Scipione de' Ricci (19 January 1741 – 27 January 1810) was an Italian Catholic prelate, who was bishop of Pistoia from 1780 to 1791. He was sympathetic to Jansenist ideas in theology.

==Biography==
Scipione de' Ricci was born in Florence, of a notable local family. On June 19, 1780, he was appointed Bishop of Pistoia and Prato, the most populous of the dioceses of Tuscany. As bishop, he acted with energy in his government of the diocese and cited the measures of Pius VI in favour of pastoral renewal.

The absolutist monarchy of the Grand Duchy of Tuscany was in the hands of the Habsburg dynasty, which in Austria had already made its own the ecclesiastical policies expounded by the German Febronius, of fundamentally Gallican tendency.

With the support of Leopold I, Grand Duke of Tuscany, or perhaps at the latter's instigation, Ricci summoned the 1786 Synod of Pistoia, whose members, drawn from the local clergy, voted with the encouragement of the bishop and the absolutist regime for a heady list of propositions of mixed provenance.

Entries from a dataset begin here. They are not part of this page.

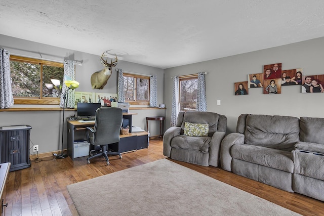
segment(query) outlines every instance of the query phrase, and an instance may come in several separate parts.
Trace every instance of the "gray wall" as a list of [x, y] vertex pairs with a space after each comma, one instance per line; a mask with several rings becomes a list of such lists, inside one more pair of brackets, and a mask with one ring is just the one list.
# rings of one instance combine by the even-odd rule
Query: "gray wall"
[[[231, 49], [229, 47], [228, 49]], [[215, 50], [215, 52], [217, 52]], [[263, 72], [264, 65], [282, 63], [282, 70], [302, 68], [303, 75], [324, 74], [324, 37], [165, 69], [165, 102], [171, 107], [171, 77], [206, 71], [208, 111], [225, 115], [227, 133], [236, 130], [241, 113], [324, 117], [324, 94], [302, 94], [300, 86], [282, 87], [281, 94], [264, 95], [261, 88], [234, 95], [234, 83]], [[221, 105], [217, 105], [217, 100]], [[170, 127], [171, 109], [167, 110]]]
[[[13, 54], [28, 56], [39, 58], [49, 59], [62, 61], [63, 60], [79, 61], [82, 66], [76, 65], [75, 79], [80, 83], [79, 92], [96, 92], [102, 93], [117, 93], [117, 72], [113, 71], [112, 74], [107, 84], [103, 90], [93, 90], [91, 88], [90, 77], [91, 74], [102, 69], [100, 63], [100, 56], [92, 55], [78, 51], [67, 50], [64, 48], [53, 47], [42, 44], [22, 40], [15, 37], [0, 34], [0, 47], [5, 48]], [[103, 48], [103, 52], [109, 48]], [[120, 58], [118, 64], [115, 68], [143, 74], [155, 74], [157, 76], [157, 99], [158, 104], [163, 103], [164, 71], [163, 69], [152, 67], [124, 61]], [[78, 62], [79, 63], [79, 62]], [[58, 105], [15, 105], [14, 107], [58, 107]], [[132, 110], [130, 112], [138, 113], [133, 115], [133, 124], [146, 128], [145, 118], [146, 116], [165, 115], [165, 110]], [[74, 111], [66, 111], [65, 116], [75, 113]], [[47, 152], [60, 149], [60, 138], [62, 126], [62, 112], [56, 111], [17, 111], [0, 112], [0, 126], [17, 124], [29, 124], [32, 126], [31, 140], [34, 145], [38, 145], [39, 152]], [[151, 124], [151, 134], [152, 135], [158, 134], [157, 125], [153, 127], [154, 123]], [[151, 126], [150, 126], [150, 127]], [[65, 127], [66, 128], [66, 127]], [[66, 133], [64, 133], [66, 134]], [[66, 140], [64, 139], [64, 140]], [[64, 143], [66, 148], [66, 143]], [[32, 153], [32, 151], [31, 150]]]

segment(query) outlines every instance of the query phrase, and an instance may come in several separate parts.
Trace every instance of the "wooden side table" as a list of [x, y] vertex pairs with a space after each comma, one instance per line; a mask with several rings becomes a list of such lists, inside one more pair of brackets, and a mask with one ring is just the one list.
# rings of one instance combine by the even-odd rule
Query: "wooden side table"
[[[161, 138], [163, 138], [163, 135], [164, 134], [164, 120], [165, 118], [166, 118], [164, 116], [147, 117], [146, 117], [146, 132], [147, 132], [147, 130], [148, 129], [148, 120], [149, 120], [160, 121], [160, 134], [159, 135], [158, 135], [157, 137], [158, 137], [159, 140], [160, 140]], [[150, 136], [150, 137], [154, 137]]]

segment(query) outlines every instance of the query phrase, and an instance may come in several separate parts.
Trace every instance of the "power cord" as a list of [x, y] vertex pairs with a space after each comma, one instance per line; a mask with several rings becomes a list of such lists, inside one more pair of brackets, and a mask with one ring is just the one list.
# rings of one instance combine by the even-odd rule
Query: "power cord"
[[[29, 139], [29, 141], [30, 141], [30, 142], [31, 143], [31, 144], [32, 144], [32, 146], [31, 146], [31, 148], [29, 148], [29, 154], [30, 154], [30, 149], [34, 149], [34, 144], [32, 142], [32, 141], [31, 141], [31, 139]], [[40, 159], [39, 158], [39, 157], [38, 156], [38, 151], [37, 150], [36, 151], [36, 154], [37, 154], [37, 157], [34, 160], [34, 161], [35, 162], [35, 163], [39, 163], [40, 161], [48, 161], [48, 160], [53, 160], [54, 158], [52, 158], [52, 159], [50, 159], [49, 160], [43, 160], [43, 159]]]

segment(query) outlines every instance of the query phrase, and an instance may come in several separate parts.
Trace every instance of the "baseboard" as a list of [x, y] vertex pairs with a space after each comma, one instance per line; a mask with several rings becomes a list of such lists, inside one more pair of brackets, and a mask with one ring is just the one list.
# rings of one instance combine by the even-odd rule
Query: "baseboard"
[[[63, 150], [63, 153], [64, 152], [66, 152], [66, 149], [64, 149]], [[37, 158], [44, 158], [45, 157], [54, 157], [54, 156], [53, 155], [53, 154], [55, 153], [55, 154], [60, 154], [60, 152], [61, 152], [61, 151], [54, 151], [53, 152], [45, 152], [45, 153], [39, 153], [38, 155], [37, 154], [31, 154], [29, 155], [29, 158], [31, 160], [33, 160]]]

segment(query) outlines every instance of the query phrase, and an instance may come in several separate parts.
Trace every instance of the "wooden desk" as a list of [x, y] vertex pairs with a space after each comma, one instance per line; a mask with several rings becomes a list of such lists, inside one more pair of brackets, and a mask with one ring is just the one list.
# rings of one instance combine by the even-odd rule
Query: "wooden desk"
[[[111, 150], [122, 153], [136, 151], [147, 148], [148, 146], [147, 132], [132, 133], [132, 115], [136, 113], [123, 113], [123, 117], [129, 120], [130, 133], [127, 135], [119, 135], [120, 140], [119, 143], [109, 145]], [[95, 122], [79, 122], [77, 121], [68, 121], [67, 123], [67, 154], [74, 160], [75, 156], [74, 145], [80, 142], [87, 142], [86, 128], [93, 127]], [[90, 146], [89, 151], [92, 146]], [[89, 152], [89, 151], [88, 151]]]

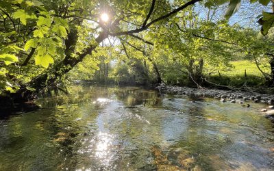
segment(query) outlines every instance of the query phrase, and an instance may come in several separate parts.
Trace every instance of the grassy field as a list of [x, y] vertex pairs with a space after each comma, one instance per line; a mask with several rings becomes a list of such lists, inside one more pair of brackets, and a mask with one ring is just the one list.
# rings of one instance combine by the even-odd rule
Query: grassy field
[[[212, 82], [224, 86], [240, 87], [245, 83], [247, 86], [258, 87], [265, 83], [262, 74], [254, 62], [248, 60], [234, 61], [230, 63], [234, 67], [227, 70], [219, 70], [211, 75], [208, 78]], [[270, 67], [262, 68], [266, 72], [270, 72]], [[245, 77], [246, 70], [247, 77]]]

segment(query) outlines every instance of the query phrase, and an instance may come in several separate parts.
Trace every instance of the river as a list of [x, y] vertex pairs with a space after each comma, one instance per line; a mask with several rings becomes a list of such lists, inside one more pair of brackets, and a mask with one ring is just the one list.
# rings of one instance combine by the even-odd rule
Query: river
[[262, 104], [75, 86], [0, 120], [0, 170], [274, 170]]

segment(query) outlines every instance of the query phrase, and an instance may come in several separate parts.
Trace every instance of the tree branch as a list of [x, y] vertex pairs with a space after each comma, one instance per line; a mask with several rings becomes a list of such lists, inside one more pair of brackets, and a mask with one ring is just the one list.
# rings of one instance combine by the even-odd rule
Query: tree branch
[[32, 55], [34, 55], [36, 48], [32, 48], [32, 51], [30, 51], [29, 54], [27, 55], [27, 58], [25, 60], [24, 62], [21, 66], [26, 66], [27, 64], [27, 62], [30, 60], [32, 58]]
[[[177, 23], [175, 23], [177, 27], [178, 27], [178, 29], [184, 32], [184, 33], [188, 33], [188, 31], [183, 30], [182, 29], [181, 29], [179, 26], [179, 25]], [[215, 41], [215, 42], [224, 42], [224, 43], [227, 43], [227, 44], [233, 44], [233, 45], [236, 45], [236, 46], [239, 46], [240, 44], [236, 44], [234, 42], [227, 42], [225, 40], [217, 40], [217, 39], [213, 39], [213, 38], [207, 38], [207, 37], [204, 37], [204, 36], [201, 36], [197, 34], [191, 34], [193, 36], [197, 37], [197, 38], [203, 38], [203, 39], [206, 39], [208, 40], [211, 40], [211, 41]]]
[[125, 55], [127, 57], [127, 59], [129, 59], [129, 56], [128, 55], [127, 51], [127, 49], [125, 48], [125, 46], [124, 44], [124, 43], [123, 42], [123, 41], [121, 41], [122, 40], [120, 39], [121, 43], [122, 44], [123, 48], [124, 49], [124, 51], [125, 53]]
[[142, 42], [145, 42], [145, 43], [147, 43], [147, 44], [151, 44], [151, 45], [154, 45], [154, 44], [153, 44], [153, 42], [149, 42], [149, 41], [145, 40], [145, 39], [141, 38], [140, 38], [140, 37], [138, 36], [136, 36], [136, 35], [134, 35], [134, 34], [129, 34], [129, 36], [132, 36], [132, 37], [134, 37], [134, 38], [137, 38], [137, 39], [138, 39], [138, 40], [142, 40]]
[[9, 15], [9, 14], [8, 14], [7, 12], [5, 12], [4, 10], [3, 10], [2, 9], [0, 8], [0, 10], [1, 12], [3, 12], [5, 14], [7, 15], [7, 16], [10, 18], [10, 20], [12, 21], [12, 25], [13, 25], [13, 27], [14, 28], [14, 30], [16, 30], [16, 27], [15, 27], [15, 23], [14, 21], [12, 20], [12, 18], [10, 17], [10, 16]]
[[171, 12], [163, 15], [152, 21], [151, 21], [150, 23], [147, 23], [146, 25], [145, 26], [142, 26], [140, 28], [138, 29], [132, 29], [132, 30], [129, 30], [129, 31], [121, 31], [121, 32], [116, 32], [116, 33], [110, 33], [110, 35], [112, 36], [122, 36], [122, 35], [129, 35], [129, 34], [136, 34], [136, 33], [139, 33], [140, 31], [142, 31], [145, 29], [147, 29], [147, 28], [149, 27], [149, 26], [151, 26], [151, 25], [154, 24], [155, 23], [157, 23], [160, 21], [164, 20], [165, 18], [169, 18], [169, 16], [177, 13], [178, 12], [185, 9], [186, 8], [195, 4], [197, 2], [199, 1], [201, 1], [203, 0], [192, 0], [189, 2], [186, 3], [185, 4], [184, 4], [183, 5], [182, 5], [181, 7], [175, 9], [174, 10], [171, 11]]
[[150, 7], [149, 14], [147, 14], [147, 18], [145, 18], [144, 23], [142, 25], [142, 27], [145, 27], [145, 25], [147, 25], [147, 22], [149, 21], [150, 16], [151, 16], [152, 12], [153, 12], [153, 10], [154, 10], [155, 2], [155, 0], [152, 0], [151, 6]]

Some came simply from Febronianism, others from Gallicanism, others from Jansenism. Among the measures voted were some that simply dealt with public order issues connected with saints' festivals, some repeated regulations that had been part of Church law for centuries. Others concerned matters of Church doctrine well beyond the authority of a single diocese, others were moderate pastoral proposals. A number were hoary old chestnuts of Church reform, such as the censoring of "legendary" material in service-books, an issue proposed to the Council of Trent and dealt with the liturgical reforms initiated by Pope Pius V and his successors.

The synod's decrees, promulgated by means of a pastoral letter of the bishop, met naturally with warm approval from the Grand Duke. The next phase in the latter's programme was a "national" synod of the Tuscan bishops, which duly met at Florence on April 23, 1787. At this point, however, the plan stalled. The bishops who made up its participants refused to allow a voice to any not of their own order, and in the end the decrees of Pistoia were supported by only three bishops.

Nevertheless, the acts of the synod of Pistoia were published in Latin and Italian at Pavia in 1788.

Despite having been cited by Ricci as the inspirer of his moves, Pope Pius VI intervened and had the Pistoia resolutions examined. A series of extracted propositions were eventually condemned by the papal bull Auctorem fidei of August 28, 1794. Deprived of the personal support of the Grand Duke (who had in the meantime become Holy Roman Emperor Leopold II), under pressure from Rome, and threatened with mob violence as a suspected destroyer of holy relics, Ricci had already resigned his see in 1791, and lived in Florence as a private gentleman until his death. In May 1805, upon the return of Pope Pius VII from Paris, he signed an act of submission to papal authority. He died on 28 December 1810, and is buried at Rignana, near Greve in Chianti.

==Memoirs==
De' Ricci's own memoirs, Memorie di Scipione de' Ricci, vescovo di Prato e Pistoia, edited by Antonio Galli, were published at Florence in two volumes in 1865. Besides this, his letters to Antonio Marini were published by Cesare Guasti at Prato in 1857; these were promptly put on the Index. See also Louis de Potter, Vie de Scipion de Ricci (2 vols., Brussels, 1825), based on a manuscript life and a manuscript account of the synod placed on the Index in 1823. There are many documents in Antonio Zobi, Storia civile della Toscana, vols. ii. and iii. (Florence, 1856).

Portions of his memoirs were selectively published as an anti-Roman Catholic tract, edited in 1829 by Thomas Roscoe (with translation by De Potter) under the title of Female Convents: Secrets of Nunneries Disclosed.